O planejamento hoje é expresso no Plano Plurianual 2000/2003 (PPA), conhecido como Avança Brasil. Trata-se de uma lei, debatida e aprovada pelo Congresso Nacional, que engloba todas as ações de governo: prestação de serviços, atividades de manutenção da máquina administrativa e os investimentos, na área social e de infra-estrutura.
O plano incorpora uma inovadora forma de pensar o Brasil, através do Estudo dos Eixos Nacionais de Integração e Desenvolvimento, que proporciona uma visão integrada do país, combinando aspectos econômicos, sociais, ambientais e regionais. Esse estudo serviu de referência, inclusive, para os projetos da Iniciativa para a Integração da Infra-estrutura Regional da América do Sul, IIRSA, financiados pelo Banco Interamericano de Desenvolvimento e outras agências de fomento da região.
É importante ressaltar que os Orçamentos anuais refletem perfeitamente as diretrizes do PPA, diferentemente do que ocorria no passado. Não há gasto no Orçamento que não tenha previsão no PPA. E cada programa tem a sua meta, o seu gerente. Relatórios periódicos de avaliação de desempenho são encaminhados ao presidente da República e ao Congresso Nacional. E os dados estão disponíveis na internet.
Esse sistema de planejamento foi implantado a partir do longo e gradual processo de ordenamento das finanças públicas brasileiras, iniciado em 1986, com a criação da Secretaria do Tesouro Nacional. E hoje seu marco principal é a Lei de Responsabilidade Fiscal.
Como se diz no jargão técnico, o Orçamento é uma "lei de meios" para atingir metas de governo. Portanto, desconhecer a limitação dos meios colocados à disposição do governo pela sociedade e bradar contra a suposta primazia de uma imaginária "ditadura contábil" é ignorar a realidade.

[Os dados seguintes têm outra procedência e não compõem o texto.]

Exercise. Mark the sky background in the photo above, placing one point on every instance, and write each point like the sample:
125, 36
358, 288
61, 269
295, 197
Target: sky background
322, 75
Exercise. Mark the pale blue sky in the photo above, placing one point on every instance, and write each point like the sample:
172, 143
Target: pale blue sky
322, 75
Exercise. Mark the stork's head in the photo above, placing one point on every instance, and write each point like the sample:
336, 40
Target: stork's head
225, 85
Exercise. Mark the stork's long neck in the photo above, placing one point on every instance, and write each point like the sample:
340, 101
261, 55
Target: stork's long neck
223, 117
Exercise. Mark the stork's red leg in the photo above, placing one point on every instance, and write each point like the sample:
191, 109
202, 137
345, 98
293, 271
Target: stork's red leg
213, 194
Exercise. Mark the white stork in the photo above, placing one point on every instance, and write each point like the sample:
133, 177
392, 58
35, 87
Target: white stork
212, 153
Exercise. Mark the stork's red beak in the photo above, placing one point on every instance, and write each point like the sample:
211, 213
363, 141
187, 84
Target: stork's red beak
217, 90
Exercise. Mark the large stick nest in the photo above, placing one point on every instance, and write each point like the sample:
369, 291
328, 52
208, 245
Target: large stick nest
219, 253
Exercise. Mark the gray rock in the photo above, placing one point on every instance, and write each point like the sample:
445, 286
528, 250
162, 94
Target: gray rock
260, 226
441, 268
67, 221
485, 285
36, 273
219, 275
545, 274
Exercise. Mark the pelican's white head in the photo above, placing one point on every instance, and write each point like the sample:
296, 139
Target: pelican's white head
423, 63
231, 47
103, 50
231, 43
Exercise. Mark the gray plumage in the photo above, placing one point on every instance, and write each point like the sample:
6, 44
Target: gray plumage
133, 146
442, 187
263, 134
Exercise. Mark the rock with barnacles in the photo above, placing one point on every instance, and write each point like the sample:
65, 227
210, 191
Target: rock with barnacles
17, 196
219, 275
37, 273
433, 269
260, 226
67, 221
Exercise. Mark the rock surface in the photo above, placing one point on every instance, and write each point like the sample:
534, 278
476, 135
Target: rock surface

Definitivamente, não é verdade que o Avança Brasil tenha fracassado, como quer editorial da Folha publicado em 3/ 9 ("Marcha Lenta", pág. A2). Os relatório de avaliação do PPA dos exercícios de 2000 e 2001 mostram que a execução das metas previstas no plano alcançou percentuais de 92,6% e 93,4%, respectivamente. Na área de desenvolvimento social, o percentual de execução das metas é de 93,36%, em 2000, e de 91,73%, em 2001. Na área de infra-estrutura econômica, 66,43%, em 2000, e 60,87% em 2001.
É verdade que, nos últimos anos, temos administrado severas restrições orçamentárias, que têm atingido mais intensamente a área de infra-estrutura. Mas partir dessa constatação para decretar o fracasso do Avança Brasil e do modelo de planejamento revela, no mínimo, falta de informação.
Sem dúvida, há muito a ser feito pela melhoria da qualidade de vida dos brasileiros. Pelo aproveitamento do potencial de desenvolvimento do Brasil. Isto requer trabalho, método, persistência, negociação, visão estratégica, compromisso com a realidade e a transparência.
Não me parece, entretanto, que as soluções para esses desafios estejam em algum lugar do passado.


Guilherme Gomes Dias, 42, economista, é ministro do Planejamento, Orçamento e Gestão.